Melibeo, che affannato gli porta il carme responsivo di Mopso e gliene fa sentire la dolce melodia. Tutti sono in timore che

Titiro ceda all’invito di Mopso e lasci – poiché la scena si finge in Sicilia – le rugiadose terre del Peloro (Ravenna) per le

Petrose caverne etnee (Bologna), dove signoreggia il fiero Ciclope. Con fervente affetto Alfesibeo prega e scongiura Titiro di

non disertare le fonti e i pascoli resi illustri dal suo nome immortale; e Titiro lo rassicura: Mopso, che è come lui un amico

delle Muse, crede che egli abiti la spiaggia adriatica e gli esalta perciò i pascoli dell’Etna; invece egli vive,

spiritualmente, nella parte migliore della Trinacria, dove regna la pace e nel silenzio contemplativo sboccia il fiore di

quella pura poesia che in noi è natura. Per vedere Mopso egli si recherebbe a Bologna: ma là non andrà per timore di Polifemo;

vale a dire – lasciando da parte ogni identificazione storica di tale personaggio, perché incerta e dubbiosa – egli non lascerà

una dimora così tranquilla e decorosa con altra che non l’affida. I due componimenti, che s’ispirano all’egloga virgiliana e

ne riproducono atteggiamenti e movenze, sono chiara testimonianza dell’arte di Dante, che in un momento di felice abbandono sa

risollevarsi dal latino scolastico delle sue opere in prosa e rivelarsi anche lì poeta.

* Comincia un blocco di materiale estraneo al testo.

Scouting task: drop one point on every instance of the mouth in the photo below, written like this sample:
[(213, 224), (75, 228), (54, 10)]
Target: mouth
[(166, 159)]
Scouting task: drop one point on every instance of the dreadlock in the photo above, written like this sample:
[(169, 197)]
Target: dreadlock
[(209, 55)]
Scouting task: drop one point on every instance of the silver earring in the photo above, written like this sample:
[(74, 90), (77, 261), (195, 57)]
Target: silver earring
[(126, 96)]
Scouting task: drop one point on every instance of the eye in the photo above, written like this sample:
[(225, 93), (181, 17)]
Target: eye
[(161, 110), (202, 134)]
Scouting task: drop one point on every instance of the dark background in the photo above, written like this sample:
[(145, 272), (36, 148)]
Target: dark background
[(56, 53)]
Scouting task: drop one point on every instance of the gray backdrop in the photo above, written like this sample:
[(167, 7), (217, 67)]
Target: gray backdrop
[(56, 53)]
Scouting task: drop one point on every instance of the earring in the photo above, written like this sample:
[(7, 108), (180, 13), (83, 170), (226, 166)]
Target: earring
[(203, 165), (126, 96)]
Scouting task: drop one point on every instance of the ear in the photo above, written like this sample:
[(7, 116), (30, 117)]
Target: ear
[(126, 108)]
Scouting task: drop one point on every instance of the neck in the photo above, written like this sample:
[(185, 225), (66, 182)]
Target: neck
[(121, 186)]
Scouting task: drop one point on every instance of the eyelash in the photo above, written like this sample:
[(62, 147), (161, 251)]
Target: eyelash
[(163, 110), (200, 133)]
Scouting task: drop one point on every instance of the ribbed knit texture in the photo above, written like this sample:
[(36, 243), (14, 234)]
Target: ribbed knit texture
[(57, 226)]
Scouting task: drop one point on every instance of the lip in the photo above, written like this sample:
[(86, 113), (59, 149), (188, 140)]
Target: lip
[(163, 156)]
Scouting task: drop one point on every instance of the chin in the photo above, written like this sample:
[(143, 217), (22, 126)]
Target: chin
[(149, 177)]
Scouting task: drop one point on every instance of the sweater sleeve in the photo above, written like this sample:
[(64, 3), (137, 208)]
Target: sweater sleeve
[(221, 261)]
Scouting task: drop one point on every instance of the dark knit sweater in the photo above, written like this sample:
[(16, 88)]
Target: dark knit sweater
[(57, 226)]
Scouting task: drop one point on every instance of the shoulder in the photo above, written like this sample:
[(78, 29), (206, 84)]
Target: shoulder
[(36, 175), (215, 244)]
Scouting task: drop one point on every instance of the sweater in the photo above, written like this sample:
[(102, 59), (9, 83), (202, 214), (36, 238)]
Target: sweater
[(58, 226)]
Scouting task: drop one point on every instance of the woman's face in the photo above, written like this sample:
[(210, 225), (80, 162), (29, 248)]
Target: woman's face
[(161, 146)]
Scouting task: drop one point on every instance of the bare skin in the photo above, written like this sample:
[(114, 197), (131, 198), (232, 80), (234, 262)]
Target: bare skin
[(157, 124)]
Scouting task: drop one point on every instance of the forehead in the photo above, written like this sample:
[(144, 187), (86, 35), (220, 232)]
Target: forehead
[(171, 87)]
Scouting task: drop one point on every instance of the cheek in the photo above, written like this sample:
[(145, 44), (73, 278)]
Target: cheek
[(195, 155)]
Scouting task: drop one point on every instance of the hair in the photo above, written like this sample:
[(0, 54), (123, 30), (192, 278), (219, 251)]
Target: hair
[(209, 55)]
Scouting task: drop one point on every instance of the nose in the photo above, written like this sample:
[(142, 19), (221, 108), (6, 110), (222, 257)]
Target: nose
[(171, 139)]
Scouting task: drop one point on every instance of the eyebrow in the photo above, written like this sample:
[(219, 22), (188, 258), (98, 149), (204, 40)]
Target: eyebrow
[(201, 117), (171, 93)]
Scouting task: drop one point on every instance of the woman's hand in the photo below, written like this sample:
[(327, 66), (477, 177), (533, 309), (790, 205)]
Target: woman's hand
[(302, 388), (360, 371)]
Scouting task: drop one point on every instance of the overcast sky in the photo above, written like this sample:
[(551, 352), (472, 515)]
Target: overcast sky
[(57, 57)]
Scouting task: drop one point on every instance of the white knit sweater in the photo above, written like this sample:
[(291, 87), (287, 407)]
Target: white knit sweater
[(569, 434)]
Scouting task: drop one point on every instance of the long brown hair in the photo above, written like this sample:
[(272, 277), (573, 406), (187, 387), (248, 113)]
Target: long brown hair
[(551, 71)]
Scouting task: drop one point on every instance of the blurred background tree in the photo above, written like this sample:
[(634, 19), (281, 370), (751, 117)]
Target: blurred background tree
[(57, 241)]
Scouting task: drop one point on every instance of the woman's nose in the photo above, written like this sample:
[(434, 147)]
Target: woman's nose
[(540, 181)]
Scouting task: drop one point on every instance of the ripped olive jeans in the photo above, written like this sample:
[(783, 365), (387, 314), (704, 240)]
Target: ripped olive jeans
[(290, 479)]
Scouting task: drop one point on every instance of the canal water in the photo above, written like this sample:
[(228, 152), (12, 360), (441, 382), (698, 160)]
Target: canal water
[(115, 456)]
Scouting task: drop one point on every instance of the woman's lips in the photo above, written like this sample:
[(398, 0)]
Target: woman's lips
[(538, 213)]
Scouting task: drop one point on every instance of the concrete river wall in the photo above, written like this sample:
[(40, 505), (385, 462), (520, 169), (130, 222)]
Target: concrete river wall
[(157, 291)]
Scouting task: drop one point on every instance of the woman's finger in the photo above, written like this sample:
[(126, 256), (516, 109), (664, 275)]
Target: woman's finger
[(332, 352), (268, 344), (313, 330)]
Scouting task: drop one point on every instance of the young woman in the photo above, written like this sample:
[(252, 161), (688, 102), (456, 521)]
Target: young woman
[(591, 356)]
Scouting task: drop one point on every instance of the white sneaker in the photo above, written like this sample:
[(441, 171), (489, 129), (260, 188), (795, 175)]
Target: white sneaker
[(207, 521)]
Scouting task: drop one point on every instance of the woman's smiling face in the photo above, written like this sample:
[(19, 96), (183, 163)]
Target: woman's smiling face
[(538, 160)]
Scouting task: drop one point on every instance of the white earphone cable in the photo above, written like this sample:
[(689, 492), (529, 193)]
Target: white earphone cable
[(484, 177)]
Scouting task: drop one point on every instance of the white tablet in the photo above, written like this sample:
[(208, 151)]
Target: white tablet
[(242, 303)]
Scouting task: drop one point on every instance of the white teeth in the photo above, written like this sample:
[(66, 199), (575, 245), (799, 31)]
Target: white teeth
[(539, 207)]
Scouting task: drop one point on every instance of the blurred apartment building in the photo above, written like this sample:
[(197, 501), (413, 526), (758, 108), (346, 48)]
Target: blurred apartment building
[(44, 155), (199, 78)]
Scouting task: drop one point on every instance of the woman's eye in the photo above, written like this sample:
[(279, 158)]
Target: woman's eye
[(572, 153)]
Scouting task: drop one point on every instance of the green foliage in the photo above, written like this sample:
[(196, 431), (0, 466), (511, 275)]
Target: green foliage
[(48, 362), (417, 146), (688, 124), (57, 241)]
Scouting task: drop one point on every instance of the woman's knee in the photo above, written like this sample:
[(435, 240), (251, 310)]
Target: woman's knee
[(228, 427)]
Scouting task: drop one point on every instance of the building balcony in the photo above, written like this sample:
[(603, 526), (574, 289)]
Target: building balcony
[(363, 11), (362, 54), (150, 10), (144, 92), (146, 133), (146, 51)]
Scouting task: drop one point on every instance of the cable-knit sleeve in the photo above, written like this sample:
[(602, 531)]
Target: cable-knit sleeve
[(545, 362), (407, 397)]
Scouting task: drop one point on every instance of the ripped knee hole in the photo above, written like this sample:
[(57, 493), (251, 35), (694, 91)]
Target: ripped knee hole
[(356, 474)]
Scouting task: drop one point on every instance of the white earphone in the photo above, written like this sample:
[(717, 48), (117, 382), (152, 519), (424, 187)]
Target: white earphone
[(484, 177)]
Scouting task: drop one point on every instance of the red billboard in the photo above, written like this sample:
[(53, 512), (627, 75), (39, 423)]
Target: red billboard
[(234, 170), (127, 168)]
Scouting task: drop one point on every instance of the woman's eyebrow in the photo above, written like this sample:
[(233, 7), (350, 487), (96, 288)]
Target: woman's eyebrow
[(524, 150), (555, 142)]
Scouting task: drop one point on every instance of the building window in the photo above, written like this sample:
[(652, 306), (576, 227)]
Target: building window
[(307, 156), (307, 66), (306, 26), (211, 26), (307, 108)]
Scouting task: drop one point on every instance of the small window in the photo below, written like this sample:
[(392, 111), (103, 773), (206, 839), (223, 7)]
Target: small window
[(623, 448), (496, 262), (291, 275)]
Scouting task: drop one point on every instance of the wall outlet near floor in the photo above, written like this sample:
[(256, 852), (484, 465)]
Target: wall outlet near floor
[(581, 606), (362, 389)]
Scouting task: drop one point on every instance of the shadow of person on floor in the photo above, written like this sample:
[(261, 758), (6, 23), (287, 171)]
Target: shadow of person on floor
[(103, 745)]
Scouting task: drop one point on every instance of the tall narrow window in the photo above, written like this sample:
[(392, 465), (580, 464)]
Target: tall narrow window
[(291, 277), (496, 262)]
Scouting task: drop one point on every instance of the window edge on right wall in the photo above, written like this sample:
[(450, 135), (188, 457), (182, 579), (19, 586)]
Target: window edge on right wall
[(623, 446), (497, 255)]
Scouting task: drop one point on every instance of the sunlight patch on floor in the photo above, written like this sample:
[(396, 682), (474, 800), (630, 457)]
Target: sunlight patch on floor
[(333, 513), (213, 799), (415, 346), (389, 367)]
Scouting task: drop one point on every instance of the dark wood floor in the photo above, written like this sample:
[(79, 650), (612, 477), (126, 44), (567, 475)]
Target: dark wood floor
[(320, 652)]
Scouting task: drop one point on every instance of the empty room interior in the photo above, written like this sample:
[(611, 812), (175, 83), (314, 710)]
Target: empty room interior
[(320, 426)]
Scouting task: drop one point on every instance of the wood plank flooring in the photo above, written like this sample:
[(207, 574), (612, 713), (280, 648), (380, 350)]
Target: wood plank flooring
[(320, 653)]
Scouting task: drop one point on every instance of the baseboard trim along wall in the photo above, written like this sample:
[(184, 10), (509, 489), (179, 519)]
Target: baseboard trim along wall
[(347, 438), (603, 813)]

La finzione bucolica, quasi sempre

leggera e trasparente, non è che un mezzo per dare sfondo alla scena, dove l’azione è posta al servigio di una

rappresentazione, che incide caratteri e si scioglie in note profondamente umane. Di là dal linguaggio ingegnosamente elaborato

e teso, noi cogliamo figure che s’individuano drammaticamente. Titiro con la sua fede nel valore della poesia e il suo sogno

di gloria; Melibeo e Alfesibeo, con la loro devozione al “divino vecchio”, la cui presenza onora il luogo del loro comune

esilio. E tutto in un’atmosfera idillica di affetti teneri e gentili, e di consonanze spirituali intimamente attive e

profonde, che ci fanno pensare a qualche episodio del Purgatorio.